米国オハイオ州イリリアに竣工したBASFの車載リチウムイオン電池正極材製造プラント

BASFは、米国オハイオ州イリリアに、正極材料の新たな製造プラントを開設したと発表した。

イリリアのプラントで製造される材料は、高度なリチウムイオン電池を製造し、次世代車も含めたハイブリッド車や電気自動車を製造する自動車メーカーに供給する。北米を始め、世界の電気自動車やハイブリッド車などのエレクトロモビリティの普及に貢献していく。

新しい正極材料プラントの建設には、米国エネルギー省から2460万ドルの助成金の拠出を含め、5000万ドル以上を投資した。

BASFは、アルゴンヌ国立研究所が特許を取得した、ニッケル・コバルト・マンガン(NCM)正極材料のライセンスを受けている。NCM正極材料は、ユニークな組成のリチウムとマンガン含有量の高い金属酸化物で、イリリアの製造拠点には、このNCM製造技術を採用している。自動車などの高級用途向けリチウムイオン電池正極材を製造する。

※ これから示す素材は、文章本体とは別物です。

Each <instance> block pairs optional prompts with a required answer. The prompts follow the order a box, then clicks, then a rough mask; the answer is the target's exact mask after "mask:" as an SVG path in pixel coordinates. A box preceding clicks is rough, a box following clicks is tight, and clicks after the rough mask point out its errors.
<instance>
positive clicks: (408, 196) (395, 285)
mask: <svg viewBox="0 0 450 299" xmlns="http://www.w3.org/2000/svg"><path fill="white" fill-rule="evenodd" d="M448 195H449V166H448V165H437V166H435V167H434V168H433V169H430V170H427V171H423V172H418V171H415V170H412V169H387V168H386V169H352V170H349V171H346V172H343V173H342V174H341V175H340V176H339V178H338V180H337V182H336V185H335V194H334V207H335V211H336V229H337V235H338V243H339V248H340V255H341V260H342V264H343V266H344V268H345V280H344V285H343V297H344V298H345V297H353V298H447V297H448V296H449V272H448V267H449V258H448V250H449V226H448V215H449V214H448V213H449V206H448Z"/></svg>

イリリアの正極材料プラントは、4階建てで、敷地面積は約6500平方メートル。操業は、BASFのバッテリー材料研究所(オハイオ州ビーチウッド)と、ドイツ本社(ルートヴィッヒスハーフェン)がサポートする。

BASFは今後も、産業界と学界のパートナーと協力し、次世代を含むリチウムイオン電池と、将来のバッテリー・システム向けに、材料と技術を開発していく方針だ。